Artigo para ebook - Poéticas Abertas
Editora Feevale, 2013
http://www.feevale.br/cultura/editora-feevale/poeticas-abertas
Sistemas de Registro do Tempo, pg 233

Infinity II is part on a poetic construction, the series Systems of Recording the Time. Based on the possibility of revising the conventions that surround us, I established an alternative, a new way of seeing daily life. It is the result of an experience, to photograph the sky sequentially, every day and night, no time given, and the annotation of the year, month, day, hour and minute of each record. It was extended for one year, when I experimented living the time itself. 
          This work was developed with design and digital imaging, and I used the grid as a structuring element to link the collected photos. It deeps the research and reflection I have been doing around the grid, as a metaphor between the logical and sensible in the field of art. I matched to two ways of understanding. By one hand, the repetitive element, mathematical, and geometrized, and by another, the philosophical and dematerialized aspects. Two poles in perpetual contrast. At the same time, I worked with the coexistence of logic and abstraction as the most sensitive perception of the space that surrounds us to approach infinity. Conceptually represents the infinite sky and the grid, also infinite.
         In Systems of Recording the Time I developed a ruler with precise dimensions, establishing the hours of the day. A grid about hours that regards the convention itself, a graphical interface from a size-time. In this rule I inserted the pictures of the sky in proportion to the time each one was captured. From this structure, many works in this series were developed. Infinity II is where the regulation is broken, where image and grid come off the stablished system. It is the collage of one photograph of a gray sky, neutral, indeterminate, and the grid, ruler of time measurement, which presents itself isolated, smaller, loose in the center of the image, The grid is no longer a modeling structure, it is arranged as an independent figure.

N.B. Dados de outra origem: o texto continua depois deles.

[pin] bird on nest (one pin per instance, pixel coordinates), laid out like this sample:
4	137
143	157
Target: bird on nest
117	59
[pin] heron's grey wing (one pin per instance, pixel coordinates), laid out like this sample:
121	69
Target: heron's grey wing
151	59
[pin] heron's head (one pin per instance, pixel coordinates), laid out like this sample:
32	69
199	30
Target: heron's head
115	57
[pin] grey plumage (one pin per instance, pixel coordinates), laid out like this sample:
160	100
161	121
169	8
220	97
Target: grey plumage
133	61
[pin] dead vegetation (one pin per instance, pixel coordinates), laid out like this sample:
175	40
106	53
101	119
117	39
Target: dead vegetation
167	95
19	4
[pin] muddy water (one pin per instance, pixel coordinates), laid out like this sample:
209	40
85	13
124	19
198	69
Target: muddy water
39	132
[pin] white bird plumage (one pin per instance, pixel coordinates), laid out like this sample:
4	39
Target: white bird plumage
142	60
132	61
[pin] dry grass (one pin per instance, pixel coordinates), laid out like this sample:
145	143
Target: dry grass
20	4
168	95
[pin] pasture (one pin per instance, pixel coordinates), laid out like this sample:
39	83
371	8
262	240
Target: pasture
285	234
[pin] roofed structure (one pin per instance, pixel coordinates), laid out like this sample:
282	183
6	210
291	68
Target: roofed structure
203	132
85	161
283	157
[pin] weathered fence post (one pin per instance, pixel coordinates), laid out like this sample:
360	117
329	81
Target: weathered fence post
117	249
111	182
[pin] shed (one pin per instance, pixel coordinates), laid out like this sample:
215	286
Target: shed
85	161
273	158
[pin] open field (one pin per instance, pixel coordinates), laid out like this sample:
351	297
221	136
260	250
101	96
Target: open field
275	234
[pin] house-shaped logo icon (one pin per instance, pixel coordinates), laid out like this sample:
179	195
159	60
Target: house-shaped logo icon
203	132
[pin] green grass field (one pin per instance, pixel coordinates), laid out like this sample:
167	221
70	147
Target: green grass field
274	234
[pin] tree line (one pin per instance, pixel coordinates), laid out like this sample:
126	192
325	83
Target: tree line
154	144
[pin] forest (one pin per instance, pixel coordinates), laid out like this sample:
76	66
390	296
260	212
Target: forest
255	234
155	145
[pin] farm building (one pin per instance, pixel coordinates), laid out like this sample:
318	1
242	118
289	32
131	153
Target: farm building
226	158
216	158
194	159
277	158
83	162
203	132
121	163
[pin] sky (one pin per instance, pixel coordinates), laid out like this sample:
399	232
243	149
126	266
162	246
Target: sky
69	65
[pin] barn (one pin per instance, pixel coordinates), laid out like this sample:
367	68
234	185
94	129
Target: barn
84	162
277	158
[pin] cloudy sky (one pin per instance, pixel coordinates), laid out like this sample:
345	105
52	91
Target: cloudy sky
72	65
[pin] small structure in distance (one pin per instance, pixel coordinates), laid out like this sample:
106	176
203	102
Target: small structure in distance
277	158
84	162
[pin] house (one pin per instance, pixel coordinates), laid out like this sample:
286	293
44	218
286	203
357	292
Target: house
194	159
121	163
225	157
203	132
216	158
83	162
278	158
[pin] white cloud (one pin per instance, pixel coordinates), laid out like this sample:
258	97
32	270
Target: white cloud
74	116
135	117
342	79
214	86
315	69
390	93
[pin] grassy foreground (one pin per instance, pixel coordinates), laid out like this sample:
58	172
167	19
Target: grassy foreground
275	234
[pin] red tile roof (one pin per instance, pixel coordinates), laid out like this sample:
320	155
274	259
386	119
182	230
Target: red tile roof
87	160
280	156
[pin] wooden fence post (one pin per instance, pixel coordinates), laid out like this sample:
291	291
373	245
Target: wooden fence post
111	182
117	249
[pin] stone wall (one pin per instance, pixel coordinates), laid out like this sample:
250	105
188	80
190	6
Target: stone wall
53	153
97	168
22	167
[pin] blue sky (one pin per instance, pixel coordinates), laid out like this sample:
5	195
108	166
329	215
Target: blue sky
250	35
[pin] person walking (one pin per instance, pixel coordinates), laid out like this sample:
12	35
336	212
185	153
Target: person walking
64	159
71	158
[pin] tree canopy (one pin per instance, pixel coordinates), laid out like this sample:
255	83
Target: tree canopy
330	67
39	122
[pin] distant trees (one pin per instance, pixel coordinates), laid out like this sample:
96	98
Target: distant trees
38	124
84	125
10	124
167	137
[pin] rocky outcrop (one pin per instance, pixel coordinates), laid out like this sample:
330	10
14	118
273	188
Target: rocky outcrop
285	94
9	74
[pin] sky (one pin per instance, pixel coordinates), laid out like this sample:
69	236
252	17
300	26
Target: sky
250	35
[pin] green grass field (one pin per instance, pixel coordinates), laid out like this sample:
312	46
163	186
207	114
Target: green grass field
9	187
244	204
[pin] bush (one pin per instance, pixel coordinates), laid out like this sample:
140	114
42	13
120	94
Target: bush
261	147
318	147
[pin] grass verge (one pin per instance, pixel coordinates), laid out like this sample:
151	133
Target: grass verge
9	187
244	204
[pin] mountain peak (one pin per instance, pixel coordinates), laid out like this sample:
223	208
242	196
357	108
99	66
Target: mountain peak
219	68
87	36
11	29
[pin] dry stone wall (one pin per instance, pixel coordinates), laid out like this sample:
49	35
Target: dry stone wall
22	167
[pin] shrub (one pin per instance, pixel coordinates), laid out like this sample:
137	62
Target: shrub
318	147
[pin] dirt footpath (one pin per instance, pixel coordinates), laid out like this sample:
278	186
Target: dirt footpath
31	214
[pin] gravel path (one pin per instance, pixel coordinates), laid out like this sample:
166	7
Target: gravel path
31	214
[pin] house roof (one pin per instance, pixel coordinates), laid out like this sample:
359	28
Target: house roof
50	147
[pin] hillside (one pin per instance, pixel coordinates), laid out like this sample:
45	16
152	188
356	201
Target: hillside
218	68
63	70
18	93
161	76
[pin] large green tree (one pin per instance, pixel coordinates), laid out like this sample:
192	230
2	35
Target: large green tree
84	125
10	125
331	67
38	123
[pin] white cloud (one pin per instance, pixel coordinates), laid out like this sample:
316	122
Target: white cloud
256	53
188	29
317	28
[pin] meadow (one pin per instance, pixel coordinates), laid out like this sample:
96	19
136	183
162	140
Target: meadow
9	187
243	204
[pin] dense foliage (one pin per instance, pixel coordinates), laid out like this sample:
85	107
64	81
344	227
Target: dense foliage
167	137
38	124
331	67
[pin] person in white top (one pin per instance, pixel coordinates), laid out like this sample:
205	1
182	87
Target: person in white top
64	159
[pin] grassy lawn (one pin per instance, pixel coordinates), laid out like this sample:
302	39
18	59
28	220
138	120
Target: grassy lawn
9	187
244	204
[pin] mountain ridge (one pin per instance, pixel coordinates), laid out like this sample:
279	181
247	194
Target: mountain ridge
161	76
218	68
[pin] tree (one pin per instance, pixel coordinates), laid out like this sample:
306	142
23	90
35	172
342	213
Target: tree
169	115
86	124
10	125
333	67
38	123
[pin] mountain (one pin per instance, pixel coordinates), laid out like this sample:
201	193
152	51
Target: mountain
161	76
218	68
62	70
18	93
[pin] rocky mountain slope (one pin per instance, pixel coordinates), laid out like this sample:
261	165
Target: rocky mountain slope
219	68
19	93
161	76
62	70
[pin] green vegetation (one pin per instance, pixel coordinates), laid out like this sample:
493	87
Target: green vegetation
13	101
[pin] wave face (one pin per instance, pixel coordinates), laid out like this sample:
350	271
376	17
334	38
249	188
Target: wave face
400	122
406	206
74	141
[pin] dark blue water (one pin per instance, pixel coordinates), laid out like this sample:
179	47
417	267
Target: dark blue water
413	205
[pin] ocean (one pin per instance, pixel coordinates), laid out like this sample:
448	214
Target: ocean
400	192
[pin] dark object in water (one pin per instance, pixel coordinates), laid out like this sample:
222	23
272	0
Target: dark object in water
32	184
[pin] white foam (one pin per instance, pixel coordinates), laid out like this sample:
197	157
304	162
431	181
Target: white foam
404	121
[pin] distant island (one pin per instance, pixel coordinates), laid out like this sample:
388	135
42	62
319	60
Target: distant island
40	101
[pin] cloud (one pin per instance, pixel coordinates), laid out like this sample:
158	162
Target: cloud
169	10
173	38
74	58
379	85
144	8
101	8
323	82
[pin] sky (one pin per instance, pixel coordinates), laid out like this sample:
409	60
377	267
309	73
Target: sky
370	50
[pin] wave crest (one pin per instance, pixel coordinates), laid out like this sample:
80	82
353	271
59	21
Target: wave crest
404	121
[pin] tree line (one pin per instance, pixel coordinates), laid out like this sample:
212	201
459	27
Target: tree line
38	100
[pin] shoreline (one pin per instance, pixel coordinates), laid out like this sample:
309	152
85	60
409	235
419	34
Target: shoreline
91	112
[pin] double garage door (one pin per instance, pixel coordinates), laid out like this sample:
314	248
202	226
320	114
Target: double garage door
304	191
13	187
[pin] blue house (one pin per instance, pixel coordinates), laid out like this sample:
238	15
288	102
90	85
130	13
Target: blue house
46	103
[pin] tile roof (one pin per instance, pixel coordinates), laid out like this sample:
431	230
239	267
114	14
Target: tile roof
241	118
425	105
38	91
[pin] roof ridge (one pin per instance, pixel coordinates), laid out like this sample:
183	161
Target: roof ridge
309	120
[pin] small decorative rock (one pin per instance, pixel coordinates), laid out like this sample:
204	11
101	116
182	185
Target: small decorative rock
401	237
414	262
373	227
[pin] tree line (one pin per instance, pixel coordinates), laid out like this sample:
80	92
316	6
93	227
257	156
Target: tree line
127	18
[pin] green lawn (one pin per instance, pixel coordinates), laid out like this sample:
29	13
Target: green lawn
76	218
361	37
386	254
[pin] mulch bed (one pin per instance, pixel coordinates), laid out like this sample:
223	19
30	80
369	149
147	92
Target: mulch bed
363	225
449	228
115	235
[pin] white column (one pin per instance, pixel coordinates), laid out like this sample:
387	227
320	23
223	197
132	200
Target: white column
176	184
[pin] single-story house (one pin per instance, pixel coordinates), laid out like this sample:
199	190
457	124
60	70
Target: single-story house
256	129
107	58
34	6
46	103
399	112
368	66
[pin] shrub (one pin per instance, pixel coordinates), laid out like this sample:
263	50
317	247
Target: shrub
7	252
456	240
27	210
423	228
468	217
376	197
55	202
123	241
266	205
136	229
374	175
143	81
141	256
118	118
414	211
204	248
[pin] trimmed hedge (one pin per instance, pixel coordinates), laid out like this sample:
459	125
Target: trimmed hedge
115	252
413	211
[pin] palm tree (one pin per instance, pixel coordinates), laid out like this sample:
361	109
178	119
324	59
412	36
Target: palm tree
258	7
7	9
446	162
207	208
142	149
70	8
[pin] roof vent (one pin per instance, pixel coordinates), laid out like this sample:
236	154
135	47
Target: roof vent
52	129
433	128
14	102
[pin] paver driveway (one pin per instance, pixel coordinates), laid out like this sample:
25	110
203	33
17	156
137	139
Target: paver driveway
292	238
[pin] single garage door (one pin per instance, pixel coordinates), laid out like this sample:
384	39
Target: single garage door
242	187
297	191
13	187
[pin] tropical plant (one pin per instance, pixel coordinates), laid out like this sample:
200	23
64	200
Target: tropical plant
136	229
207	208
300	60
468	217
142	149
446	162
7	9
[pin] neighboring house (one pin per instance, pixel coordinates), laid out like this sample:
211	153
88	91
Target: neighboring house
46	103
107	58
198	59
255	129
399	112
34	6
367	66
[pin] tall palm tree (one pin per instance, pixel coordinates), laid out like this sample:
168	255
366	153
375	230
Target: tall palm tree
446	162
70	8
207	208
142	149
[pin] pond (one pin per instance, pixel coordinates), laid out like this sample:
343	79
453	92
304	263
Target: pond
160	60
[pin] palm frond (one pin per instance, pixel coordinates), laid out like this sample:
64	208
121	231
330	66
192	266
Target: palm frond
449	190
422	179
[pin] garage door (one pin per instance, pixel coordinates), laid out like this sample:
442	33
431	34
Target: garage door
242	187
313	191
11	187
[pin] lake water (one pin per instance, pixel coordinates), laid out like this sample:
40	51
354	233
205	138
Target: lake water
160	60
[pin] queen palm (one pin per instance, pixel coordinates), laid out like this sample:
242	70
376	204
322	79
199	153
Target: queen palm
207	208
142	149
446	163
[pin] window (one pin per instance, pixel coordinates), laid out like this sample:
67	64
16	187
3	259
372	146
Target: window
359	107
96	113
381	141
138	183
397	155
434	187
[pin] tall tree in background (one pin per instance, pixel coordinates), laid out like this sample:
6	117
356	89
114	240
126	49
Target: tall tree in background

          Where are our systems and where are the structures we build? Articulating elements of everyday life under certain rules l get the challenge to record the time. Is the system, the variation in the presentation of things that we experience every day that could make us reflect? Several questions come up, where I find a way to revisit the experience and to review around.